I've gotten nowhere.

TLDR: 99% certain deanonymization will always prevail.

Not saying I'm right. I'm not particularly smart or insightful. I just try to
apply ideas foraged from academia to real world problems. Alas, the times I've
slogged thru the maths and algos, I'm always left befuddled. I'm just not
clever enough to figure out all the attack vectors. (I'd make a terrible
criminal.)

\--

re: Privacy by Design

That means Translucent Databases. Where all data at rest is encrypted. Just
like you salt and hash password files.

This book details clever applications of that strategy to real world problems:

[https://www.amazon.com/Translucent-Databases-Peter-
Wayner/dp...](https://www.amazon.com/Translucent-Databases-Peter-
Wayner/dp/0967584418)

Mea culpa: I'm still unclear how GDPR's tokenization of PII in transit works
in practice. Anyone have some sample code?

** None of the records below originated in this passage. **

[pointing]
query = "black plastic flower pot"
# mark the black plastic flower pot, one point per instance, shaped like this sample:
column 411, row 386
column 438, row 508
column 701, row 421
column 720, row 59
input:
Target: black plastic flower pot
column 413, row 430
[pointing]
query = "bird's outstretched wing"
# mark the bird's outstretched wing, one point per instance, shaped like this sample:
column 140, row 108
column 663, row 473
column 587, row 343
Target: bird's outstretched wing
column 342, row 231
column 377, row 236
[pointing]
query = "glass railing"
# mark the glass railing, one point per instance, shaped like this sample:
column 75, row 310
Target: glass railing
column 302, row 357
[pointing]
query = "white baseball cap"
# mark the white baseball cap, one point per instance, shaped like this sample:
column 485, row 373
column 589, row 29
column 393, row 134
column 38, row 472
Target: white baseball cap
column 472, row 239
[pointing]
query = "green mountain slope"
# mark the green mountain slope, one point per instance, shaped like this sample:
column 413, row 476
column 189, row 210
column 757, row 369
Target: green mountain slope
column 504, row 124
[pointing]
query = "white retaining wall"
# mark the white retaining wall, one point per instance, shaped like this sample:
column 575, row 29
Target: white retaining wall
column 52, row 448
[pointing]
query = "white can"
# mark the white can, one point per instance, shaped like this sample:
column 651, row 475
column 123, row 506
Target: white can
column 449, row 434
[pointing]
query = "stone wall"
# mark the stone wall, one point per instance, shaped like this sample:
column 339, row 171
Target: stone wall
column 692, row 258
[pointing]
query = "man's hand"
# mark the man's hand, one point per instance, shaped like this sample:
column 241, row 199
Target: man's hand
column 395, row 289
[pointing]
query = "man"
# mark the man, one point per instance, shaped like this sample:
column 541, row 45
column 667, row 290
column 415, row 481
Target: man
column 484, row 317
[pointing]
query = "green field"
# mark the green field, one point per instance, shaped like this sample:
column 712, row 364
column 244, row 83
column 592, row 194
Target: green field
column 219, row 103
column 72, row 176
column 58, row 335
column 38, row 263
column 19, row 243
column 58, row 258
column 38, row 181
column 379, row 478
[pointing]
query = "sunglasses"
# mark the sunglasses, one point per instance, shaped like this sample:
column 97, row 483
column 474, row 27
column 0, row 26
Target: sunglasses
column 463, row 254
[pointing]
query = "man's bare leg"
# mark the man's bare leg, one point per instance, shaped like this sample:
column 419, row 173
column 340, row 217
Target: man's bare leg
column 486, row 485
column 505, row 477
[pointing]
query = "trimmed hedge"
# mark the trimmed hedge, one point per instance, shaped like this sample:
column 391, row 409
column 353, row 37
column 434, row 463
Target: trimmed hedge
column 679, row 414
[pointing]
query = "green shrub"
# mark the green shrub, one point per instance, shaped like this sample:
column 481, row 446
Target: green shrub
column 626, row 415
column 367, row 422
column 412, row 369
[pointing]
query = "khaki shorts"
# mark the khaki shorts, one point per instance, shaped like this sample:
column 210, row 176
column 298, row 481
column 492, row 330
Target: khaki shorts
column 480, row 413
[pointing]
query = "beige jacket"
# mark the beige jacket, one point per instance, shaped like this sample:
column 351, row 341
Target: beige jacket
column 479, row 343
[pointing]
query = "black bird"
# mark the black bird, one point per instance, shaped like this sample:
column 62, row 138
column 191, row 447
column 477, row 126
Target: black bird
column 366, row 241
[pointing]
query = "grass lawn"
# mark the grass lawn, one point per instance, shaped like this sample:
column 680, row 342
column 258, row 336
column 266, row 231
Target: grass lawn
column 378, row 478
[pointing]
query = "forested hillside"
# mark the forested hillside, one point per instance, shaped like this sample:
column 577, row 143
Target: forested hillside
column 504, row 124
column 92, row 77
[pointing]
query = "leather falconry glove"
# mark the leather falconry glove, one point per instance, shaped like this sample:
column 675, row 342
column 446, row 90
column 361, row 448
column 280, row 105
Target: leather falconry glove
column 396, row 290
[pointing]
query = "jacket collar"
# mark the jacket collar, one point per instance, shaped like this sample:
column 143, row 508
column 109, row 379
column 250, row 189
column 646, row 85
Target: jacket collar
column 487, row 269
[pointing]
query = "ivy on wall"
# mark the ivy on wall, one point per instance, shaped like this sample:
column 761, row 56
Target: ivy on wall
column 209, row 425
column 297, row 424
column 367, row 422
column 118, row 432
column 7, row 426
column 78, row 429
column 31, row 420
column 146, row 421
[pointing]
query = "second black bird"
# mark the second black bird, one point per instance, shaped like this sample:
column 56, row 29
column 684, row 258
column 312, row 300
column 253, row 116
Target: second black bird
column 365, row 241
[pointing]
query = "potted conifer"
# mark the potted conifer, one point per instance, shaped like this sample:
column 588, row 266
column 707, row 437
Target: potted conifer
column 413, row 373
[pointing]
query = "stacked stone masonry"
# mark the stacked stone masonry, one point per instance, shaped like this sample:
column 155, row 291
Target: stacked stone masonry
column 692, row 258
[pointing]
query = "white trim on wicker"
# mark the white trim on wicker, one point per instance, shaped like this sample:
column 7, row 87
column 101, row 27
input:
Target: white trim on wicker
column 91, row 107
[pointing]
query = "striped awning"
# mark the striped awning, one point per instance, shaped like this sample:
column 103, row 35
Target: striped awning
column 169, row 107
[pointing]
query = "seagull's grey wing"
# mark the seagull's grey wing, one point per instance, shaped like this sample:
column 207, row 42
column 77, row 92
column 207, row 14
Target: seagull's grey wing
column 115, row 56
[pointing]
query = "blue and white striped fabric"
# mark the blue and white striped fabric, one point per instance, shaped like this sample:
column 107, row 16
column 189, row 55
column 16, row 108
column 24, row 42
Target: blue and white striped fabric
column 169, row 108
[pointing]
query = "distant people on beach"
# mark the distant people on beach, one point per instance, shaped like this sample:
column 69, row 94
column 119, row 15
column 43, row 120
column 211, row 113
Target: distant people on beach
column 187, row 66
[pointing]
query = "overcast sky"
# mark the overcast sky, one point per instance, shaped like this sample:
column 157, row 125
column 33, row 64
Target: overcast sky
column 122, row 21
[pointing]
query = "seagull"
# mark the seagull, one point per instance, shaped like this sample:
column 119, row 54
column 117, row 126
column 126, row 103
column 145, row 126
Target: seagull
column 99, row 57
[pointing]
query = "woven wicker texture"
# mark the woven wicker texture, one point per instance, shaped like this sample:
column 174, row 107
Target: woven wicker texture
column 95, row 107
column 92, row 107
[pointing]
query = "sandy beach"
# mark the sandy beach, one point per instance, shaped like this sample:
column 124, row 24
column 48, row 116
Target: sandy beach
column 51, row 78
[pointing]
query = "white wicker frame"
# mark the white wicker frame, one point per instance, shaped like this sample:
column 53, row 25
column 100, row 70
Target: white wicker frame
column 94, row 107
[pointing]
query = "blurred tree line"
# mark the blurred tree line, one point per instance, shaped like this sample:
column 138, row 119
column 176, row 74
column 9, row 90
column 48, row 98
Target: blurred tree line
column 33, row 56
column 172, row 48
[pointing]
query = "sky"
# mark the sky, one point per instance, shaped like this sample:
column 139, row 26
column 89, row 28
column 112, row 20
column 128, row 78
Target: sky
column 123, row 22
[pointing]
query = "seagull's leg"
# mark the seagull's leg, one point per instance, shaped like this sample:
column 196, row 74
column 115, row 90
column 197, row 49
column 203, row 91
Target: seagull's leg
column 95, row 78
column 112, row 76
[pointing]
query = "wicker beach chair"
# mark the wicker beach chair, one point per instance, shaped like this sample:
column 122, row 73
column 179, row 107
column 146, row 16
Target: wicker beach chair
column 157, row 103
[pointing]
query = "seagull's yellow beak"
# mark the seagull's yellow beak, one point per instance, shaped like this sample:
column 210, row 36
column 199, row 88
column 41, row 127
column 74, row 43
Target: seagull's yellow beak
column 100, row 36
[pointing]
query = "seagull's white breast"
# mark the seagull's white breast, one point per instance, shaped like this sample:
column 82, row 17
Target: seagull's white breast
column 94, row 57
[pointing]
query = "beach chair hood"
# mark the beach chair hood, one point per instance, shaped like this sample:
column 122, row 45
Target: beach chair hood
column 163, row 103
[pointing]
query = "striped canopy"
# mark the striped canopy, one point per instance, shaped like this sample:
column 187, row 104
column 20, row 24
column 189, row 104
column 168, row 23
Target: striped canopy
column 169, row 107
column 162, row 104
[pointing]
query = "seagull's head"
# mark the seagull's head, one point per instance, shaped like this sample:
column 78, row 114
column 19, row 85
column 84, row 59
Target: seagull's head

And I still don't see how it
protects data at rest.

\--

Source: Design, implemented, supported some of the first electronic medical
records exchanges (BHIX, NYCLIX, others). Worked on election integrity for a
decade, including protecting voter privacy (secret ballot).

\--

Prediction: Accepting de-anon will always win in the long run, we'll
eventually also accept that privacy has a half-life. To adjust, we'll adapt
differential privacy algos to become temporal privacy.